Obviously, these comments from the apex court did not go down well with those manufacturing the ‘mood of the nation’. Immediately, there started a barrage of tweets and articles condemning the judges. A group of retired judges, bureaucrats and military officers wrote a letter to the CJI, stating “the unfortunate comments have no parallel in the annals of the judiciary and are an indelible scar on the judicial system in India”. Someone tweeted that SC is playing to the gallery, and should focus on doing its job, not give moral lectures.
FROM THE HORSE’S MOUTH
Justice JB Pardiwala spoke on the topic ‘Vox Populi vs Rule of Law: Supreme Court of India’ at a symposium jointly organised by some prominent law universities. He did not hold his horses and spoke his heart out at the state of the judiciary. Some of the key points he made were: “Constitutional courts have always graciously accepted informed dissents and constructive criticisms, but their thresholds have always debarred the personalised, agenda-driven attacks on the judges. This is what is harming the judicial institution and lowering its dignity. A trial is essentially a process to be carried out by the courts, however, in the modern day context; trials by digital media are an undue interference in the process of justice dispensation, crossing that Lakshman Rekha many a time. In India, which still cannot be classified as a completely mature and informed democracy, social and digital media is employed frequently to politicise purely legal and constitutional issues.”
Talking about the Ayodhya dispute, the SC judge said: “It was essentially a land and a title dispute, bordering upon the title of a deity.
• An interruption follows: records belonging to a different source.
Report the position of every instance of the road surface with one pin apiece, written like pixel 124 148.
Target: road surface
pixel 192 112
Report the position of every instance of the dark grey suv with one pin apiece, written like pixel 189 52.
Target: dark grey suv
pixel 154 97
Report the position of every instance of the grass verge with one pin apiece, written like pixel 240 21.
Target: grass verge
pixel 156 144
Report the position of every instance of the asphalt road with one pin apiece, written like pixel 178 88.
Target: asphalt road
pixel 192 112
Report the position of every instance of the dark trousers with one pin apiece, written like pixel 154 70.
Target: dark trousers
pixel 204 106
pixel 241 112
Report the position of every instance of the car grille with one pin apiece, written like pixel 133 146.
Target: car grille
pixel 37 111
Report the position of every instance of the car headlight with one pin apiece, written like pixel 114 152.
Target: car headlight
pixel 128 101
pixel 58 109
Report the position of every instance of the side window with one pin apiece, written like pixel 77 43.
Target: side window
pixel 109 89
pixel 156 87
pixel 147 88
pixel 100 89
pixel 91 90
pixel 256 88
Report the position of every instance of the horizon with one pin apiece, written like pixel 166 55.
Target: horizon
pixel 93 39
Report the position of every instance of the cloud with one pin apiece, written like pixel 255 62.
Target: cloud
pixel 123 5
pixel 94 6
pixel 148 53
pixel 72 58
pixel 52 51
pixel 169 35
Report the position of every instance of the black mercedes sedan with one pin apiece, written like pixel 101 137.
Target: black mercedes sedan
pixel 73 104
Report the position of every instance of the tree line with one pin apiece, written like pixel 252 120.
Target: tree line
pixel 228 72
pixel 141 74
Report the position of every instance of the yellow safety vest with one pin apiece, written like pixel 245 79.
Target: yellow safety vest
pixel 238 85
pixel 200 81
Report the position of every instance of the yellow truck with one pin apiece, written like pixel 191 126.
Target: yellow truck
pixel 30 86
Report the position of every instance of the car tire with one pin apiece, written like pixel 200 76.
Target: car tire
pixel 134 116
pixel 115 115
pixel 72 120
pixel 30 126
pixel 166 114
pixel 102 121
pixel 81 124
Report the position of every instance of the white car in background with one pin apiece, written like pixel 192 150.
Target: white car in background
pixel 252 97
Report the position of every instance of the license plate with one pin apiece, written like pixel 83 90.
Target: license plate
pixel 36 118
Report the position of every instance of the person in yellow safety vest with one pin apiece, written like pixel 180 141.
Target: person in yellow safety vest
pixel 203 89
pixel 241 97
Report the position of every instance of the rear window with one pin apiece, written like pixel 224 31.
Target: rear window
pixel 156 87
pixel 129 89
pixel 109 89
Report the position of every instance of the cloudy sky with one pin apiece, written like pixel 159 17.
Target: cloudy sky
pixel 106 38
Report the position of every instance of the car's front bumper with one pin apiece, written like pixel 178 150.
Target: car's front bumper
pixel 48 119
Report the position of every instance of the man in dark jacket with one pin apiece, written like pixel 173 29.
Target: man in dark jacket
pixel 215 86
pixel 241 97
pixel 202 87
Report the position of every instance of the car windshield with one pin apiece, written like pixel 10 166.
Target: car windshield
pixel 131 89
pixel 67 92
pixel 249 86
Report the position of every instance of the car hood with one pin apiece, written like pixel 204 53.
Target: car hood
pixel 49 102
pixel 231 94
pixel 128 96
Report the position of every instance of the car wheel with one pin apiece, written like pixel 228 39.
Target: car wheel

However, by the time the final verdict came to be delivered, the issue attained political overtones…This is where the heart of any judicial proceedings before the constitutional court may disappear and the judges deciding the dispute may get a bit shaken which is antithetical to the rule of law. This is not healthy for the rule of law. Balancing the intent of the majority populace on one hand and meeting the demands of affirming the rule of law on the other is an arduous exercise. It requires extreme judicial craftsmanship to walk the tightrope between the two”.
It is extremely important for the nation to ponder on the speech made by the Hon’ble Apex Court Judge. It is the job of the state to protect its judges from unfair criticism. Media trials should not be allowed. Legal and constitutional issues should not be permitted to be politicised. No judge must ever face the dilemma of walking a tightrope between vox populi and the demand of affirming the rule of law. One way is to find a middle path between a ‘laissez faire’ social media and one that is gagged to restrict reasonable criticism.
The government’s initiative to launch self-regulating bodies to oversee media high-handedness is a step in the right direction. However, like all legislation, the challenge is in effective implementation and ensuring fairness and not abusing the law by turning a Nelson’s eye when judges say something or give verdicts that are politically inconvenient or hurt the agenda of the right-wing.
Martin Luther King rightly said: “The arc of the moral universe is long but it bends towards justice.” Let us resolve to ensure it does so all the time.